Many experts say 10 to 20 minutes is the ideal duration to bolster energy and heighten alertness.

Too long a nap can risk grogginess.

The benefits of a nap can even last for several hours.

Professor Leon Lack from Flinders University explains:

Ten to 15 minutes of sleep seems to be the optimum period in terms of improving mental operations, performance, reaction times and subjective feelings of alertness. And that improvement in performance and alertness seems to be maintained for up to two and sometimes three hours after the nap. Interestingly, the five-minute nap just didn’t produce the same amount of improvement, while longer naps of 25 to 30 minutes led to subjects being somewhat drowsy and less alert for up to an hour after the nap.

A power nap is magical. It’s the most effective way to wake up and refresh your mind when you’re feeling tired and sluggish.

Moderate-duration nap taken during the usual post-lunch dip can significantly improve how you work.

The Wall Street Journal offers recommendations for planning your perfect nap, including how long to nap and when.

“For a quick boost of alertness, experts say a 10-to-20-minute power nap is adequate for getting back to work in a pinch.

“For cognitive memory processing, however, a 60-minute nap may do more good, Dr. Mednick said. Including slow-wave sleep helps with remembering facts, places and faces. The downside: some grogginess upon waking.

“Finally, the 90-minute nap will likely involve a full cycle of sleep, which aids creativity and emotional and procedural memory, such as learning how to ride a bike. Waking up after REM sleep usually means a minimal amount of sleep inertia, Dr. Mednick said.”
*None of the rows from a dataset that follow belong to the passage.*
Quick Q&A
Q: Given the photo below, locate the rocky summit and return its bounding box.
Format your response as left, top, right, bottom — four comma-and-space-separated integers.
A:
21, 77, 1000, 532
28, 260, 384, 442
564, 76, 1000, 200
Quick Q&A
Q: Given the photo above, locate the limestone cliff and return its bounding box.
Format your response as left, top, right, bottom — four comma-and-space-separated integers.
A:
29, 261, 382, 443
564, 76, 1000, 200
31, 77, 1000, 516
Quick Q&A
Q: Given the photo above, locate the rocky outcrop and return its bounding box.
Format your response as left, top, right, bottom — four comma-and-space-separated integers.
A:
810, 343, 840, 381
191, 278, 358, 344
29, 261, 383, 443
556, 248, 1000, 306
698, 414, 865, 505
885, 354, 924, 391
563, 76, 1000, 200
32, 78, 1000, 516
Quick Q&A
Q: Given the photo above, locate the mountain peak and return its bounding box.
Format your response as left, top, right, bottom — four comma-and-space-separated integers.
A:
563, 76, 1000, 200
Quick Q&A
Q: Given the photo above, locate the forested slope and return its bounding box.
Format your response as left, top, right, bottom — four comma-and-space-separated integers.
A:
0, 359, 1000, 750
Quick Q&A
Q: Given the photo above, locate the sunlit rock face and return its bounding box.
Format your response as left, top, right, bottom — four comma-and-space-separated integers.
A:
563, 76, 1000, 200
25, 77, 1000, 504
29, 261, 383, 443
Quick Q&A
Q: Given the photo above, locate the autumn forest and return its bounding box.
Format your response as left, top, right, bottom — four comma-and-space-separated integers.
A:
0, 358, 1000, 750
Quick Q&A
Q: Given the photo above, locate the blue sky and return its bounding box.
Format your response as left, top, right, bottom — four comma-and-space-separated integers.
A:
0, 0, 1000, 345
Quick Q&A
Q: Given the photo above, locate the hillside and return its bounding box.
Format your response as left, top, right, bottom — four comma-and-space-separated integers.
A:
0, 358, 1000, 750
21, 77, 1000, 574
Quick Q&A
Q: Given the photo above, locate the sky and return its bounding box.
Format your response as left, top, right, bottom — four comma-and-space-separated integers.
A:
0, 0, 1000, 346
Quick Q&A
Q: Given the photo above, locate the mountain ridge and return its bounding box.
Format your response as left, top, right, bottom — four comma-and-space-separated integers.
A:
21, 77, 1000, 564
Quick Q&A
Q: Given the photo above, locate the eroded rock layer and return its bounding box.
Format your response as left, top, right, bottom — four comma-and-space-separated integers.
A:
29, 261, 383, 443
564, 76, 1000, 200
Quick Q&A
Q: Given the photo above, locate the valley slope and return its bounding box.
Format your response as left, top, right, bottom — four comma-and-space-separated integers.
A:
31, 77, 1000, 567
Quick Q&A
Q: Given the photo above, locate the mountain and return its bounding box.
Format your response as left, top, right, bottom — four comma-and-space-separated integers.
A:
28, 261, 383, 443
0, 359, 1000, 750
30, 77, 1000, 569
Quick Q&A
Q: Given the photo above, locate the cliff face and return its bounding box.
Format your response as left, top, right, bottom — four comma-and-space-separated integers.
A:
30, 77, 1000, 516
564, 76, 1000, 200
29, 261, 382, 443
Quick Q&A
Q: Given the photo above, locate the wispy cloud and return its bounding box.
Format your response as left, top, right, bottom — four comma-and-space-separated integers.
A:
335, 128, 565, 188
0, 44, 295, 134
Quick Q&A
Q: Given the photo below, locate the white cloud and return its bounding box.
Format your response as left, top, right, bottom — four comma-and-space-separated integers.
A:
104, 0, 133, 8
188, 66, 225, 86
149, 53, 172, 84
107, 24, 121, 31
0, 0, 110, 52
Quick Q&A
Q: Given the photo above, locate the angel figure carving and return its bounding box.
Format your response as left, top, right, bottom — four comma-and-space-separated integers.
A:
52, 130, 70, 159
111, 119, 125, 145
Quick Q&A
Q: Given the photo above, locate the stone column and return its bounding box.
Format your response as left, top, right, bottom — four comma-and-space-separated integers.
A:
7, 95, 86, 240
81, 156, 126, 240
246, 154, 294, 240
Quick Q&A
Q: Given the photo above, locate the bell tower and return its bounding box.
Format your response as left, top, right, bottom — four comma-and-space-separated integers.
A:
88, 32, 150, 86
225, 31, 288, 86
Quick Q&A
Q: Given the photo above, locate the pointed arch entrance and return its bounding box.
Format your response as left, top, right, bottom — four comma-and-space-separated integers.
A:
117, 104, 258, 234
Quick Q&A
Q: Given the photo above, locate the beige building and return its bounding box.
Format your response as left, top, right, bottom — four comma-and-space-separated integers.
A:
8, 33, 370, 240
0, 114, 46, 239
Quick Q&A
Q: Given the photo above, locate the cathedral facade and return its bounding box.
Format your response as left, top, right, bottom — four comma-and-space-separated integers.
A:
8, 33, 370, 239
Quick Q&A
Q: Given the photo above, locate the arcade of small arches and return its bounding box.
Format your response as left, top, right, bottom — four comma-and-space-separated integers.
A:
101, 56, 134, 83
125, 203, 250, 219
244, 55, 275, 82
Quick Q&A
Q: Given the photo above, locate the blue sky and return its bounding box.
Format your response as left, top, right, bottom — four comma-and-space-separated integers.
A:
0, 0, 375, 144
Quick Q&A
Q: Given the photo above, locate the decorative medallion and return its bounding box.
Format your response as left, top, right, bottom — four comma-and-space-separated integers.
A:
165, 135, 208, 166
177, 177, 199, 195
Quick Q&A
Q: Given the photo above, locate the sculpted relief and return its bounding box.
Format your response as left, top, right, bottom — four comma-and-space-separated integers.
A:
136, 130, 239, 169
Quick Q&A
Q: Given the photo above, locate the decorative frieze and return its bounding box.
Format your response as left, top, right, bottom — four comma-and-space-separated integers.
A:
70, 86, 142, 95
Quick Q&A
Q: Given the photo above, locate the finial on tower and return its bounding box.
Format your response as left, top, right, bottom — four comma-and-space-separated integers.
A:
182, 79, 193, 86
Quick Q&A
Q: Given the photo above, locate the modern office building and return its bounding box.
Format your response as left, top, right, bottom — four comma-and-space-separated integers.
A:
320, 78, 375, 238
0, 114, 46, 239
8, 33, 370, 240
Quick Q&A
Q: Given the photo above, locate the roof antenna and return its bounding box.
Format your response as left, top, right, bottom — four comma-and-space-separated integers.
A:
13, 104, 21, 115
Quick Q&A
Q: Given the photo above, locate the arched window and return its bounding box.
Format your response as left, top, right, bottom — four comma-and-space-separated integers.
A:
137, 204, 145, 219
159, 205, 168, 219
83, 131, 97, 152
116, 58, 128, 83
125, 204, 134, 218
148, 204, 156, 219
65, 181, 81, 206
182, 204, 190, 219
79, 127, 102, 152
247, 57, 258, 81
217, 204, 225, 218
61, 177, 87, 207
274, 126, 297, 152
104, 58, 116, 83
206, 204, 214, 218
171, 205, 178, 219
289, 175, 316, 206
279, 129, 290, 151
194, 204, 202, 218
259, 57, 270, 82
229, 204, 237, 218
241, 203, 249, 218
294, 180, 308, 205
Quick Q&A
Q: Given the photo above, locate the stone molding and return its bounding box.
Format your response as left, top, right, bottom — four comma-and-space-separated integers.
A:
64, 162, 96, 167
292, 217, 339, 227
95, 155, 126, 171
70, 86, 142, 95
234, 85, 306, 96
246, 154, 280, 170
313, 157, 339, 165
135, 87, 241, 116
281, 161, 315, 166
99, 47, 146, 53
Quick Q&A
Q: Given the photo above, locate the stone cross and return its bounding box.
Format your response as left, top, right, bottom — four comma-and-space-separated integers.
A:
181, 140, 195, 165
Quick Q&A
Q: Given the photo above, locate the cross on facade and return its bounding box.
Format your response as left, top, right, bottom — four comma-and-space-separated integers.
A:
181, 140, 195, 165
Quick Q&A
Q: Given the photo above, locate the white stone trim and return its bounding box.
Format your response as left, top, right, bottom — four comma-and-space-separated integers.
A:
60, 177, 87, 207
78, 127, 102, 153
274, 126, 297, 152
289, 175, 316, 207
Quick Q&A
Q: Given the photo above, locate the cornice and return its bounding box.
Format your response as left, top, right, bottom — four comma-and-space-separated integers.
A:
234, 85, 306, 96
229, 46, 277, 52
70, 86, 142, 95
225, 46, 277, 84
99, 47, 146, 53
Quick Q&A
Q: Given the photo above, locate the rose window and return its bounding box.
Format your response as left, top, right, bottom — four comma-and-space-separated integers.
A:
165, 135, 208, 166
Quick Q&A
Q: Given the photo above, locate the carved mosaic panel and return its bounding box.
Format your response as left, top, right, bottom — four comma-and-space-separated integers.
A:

The National Sleep Foundation suggests that a short nap of 20 to 30 minutes is best for “short-term alertness,” providing significant benefits for improved focus without leaving you feeling groggy or interfering with sleep.

For a perfect nap, find a restful, cool, dark place to lie down in, without any noise or distraction. Or invest in a sleep mask you can keep in the office. Earplugs might help, too.

The trick, is to work out what kind of nap suits you best and stick with it if you can.